The Way Out: Radical Alternatives in Australia
edited by Margaret Smith and David Crossley
The editors were followers of Prem Rawat at the time (though no longer) and so some thinly disguised attempts at recruitment were included.
A MAGICAL MYSTERY - A Tour Of Communal Life by Penny Watson
Penny, who became disenchanted with Prem Rawat in the 1980's, wrote this early biography as a "coming to the truth"
through attempts at communal living" story. She was a particularly sweet, loveable and intelligent person who now works in environmental science doing some real good.

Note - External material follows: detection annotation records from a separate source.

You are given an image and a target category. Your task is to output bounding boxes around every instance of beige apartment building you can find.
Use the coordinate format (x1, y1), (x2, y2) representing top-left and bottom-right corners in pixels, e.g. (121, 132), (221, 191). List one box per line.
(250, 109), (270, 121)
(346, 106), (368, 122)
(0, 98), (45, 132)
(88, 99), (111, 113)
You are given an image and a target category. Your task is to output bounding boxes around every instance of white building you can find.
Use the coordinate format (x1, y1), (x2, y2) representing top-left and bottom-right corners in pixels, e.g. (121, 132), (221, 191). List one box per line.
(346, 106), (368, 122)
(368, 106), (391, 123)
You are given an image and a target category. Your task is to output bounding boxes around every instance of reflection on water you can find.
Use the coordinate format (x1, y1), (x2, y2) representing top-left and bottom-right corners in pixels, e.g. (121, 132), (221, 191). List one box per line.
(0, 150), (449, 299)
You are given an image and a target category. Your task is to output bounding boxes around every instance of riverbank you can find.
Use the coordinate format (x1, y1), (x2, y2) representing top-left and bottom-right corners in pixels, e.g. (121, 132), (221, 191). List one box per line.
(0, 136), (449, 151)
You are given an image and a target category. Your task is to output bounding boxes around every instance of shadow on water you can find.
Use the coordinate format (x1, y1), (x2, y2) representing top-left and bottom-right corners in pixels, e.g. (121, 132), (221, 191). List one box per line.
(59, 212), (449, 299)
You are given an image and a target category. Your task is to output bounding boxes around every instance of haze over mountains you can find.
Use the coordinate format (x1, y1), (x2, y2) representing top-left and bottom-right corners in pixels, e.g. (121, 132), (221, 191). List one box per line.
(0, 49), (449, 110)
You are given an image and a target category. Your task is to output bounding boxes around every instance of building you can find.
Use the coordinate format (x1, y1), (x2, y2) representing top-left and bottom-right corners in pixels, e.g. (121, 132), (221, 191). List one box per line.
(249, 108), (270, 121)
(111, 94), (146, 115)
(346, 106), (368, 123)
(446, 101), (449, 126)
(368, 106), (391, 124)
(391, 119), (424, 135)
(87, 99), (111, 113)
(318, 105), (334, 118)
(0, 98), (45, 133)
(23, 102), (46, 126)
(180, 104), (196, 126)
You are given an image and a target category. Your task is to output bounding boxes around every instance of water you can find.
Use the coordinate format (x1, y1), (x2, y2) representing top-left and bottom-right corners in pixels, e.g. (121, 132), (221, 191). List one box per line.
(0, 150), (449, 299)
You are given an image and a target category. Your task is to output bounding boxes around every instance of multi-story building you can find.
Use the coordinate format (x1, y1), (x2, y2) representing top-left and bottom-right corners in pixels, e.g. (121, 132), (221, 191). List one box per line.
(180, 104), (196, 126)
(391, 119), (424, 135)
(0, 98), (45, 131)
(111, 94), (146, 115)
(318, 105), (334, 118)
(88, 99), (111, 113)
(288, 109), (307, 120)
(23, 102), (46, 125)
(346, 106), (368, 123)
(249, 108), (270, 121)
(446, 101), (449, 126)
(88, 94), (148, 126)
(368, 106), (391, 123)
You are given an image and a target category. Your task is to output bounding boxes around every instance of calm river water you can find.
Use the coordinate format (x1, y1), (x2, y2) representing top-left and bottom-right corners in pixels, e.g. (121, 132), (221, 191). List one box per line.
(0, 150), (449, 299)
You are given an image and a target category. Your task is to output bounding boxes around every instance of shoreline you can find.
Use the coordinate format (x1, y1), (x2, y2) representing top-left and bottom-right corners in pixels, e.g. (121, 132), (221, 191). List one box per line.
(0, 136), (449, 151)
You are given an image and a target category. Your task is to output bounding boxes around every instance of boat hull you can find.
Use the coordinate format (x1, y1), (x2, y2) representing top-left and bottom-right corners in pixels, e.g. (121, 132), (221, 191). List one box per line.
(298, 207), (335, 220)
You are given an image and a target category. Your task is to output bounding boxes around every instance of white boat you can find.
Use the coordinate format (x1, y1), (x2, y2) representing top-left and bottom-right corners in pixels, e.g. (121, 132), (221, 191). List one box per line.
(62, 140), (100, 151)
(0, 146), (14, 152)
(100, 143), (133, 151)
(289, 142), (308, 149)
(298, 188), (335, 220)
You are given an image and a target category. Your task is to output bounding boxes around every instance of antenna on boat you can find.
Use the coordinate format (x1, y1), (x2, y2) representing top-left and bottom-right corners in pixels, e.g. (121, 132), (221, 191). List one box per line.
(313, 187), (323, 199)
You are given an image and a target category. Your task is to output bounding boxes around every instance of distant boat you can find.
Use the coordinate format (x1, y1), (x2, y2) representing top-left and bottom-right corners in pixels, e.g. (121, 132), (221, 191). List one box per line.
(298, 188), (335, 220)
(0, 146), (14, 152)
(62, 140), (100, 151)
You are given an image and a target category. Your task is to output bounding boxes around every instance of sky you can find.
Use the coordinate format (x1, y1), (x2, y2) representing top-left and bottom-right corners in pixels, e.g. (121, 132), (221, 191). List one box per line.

THE DIVINE LIGHT MISSION IN AUSTRALIA by Derek Harper & Michael McDonald was a very positive, unrealistic picture of the Divine Light Mission of the early 1970's.
For Christ's Sake
Glenville Whittaker
Whittaker has been a devotee Prem Rawat for 40 odd years and what odd years they have been. In this book he attempts to promote an idealised image of his Master's teachings and practices with the outrageous concept that Jesus was exactly such a Master. He does this by giving a shallow, and I mean really shallow, rehash of some of modern scholarship about the life of Jesus interspersed with snippets of Rawatism doctrines but as far as I recall he does not demonstrate one actual connection, merely many tenuous possibilities that Glen ensures "we must" accept. Of course Rawat is never mentioned nor is the fact that all the positive blurbs about the book are by other devotees of the former "Lord of the Universe." This is a grossly dishonest book which pretends to be discovering secret truths about Jesus' teachings but is merely attempting to insinuate that Prem Rawat's teachings were taught by Jesus. Whittaker claims the essence of Jesus' initiation was that to be fully effective, it required devotion to the messenger. Yes for Prem Rawat's teachings to be effective then you must adore and worship him first. I'd recommend virtually any other book about Jesus before this one.
In The Light Of Knowledge
Mike Finch
A difficult book to label. This book was inspired by Prem Rawat's eldest brother, Bal Bhagwan Ji, before he disowned and replaced Guru Maharaj Ji as Spiritual Leader of the Indian Divine Light Mission. Finch who took another 30 years to renounce Rawat wrote the book but once finished it was destroyed as it was associated with the apostate eldest brother now known as Satpal Maharaj. A copy survived the book burning and was found in Germany 30 or 40 years later and I nagged Mike to allow it to be published on the net as an historical artifact.
Many thanks to the people who made these texts available on the internet for their dedication to truth.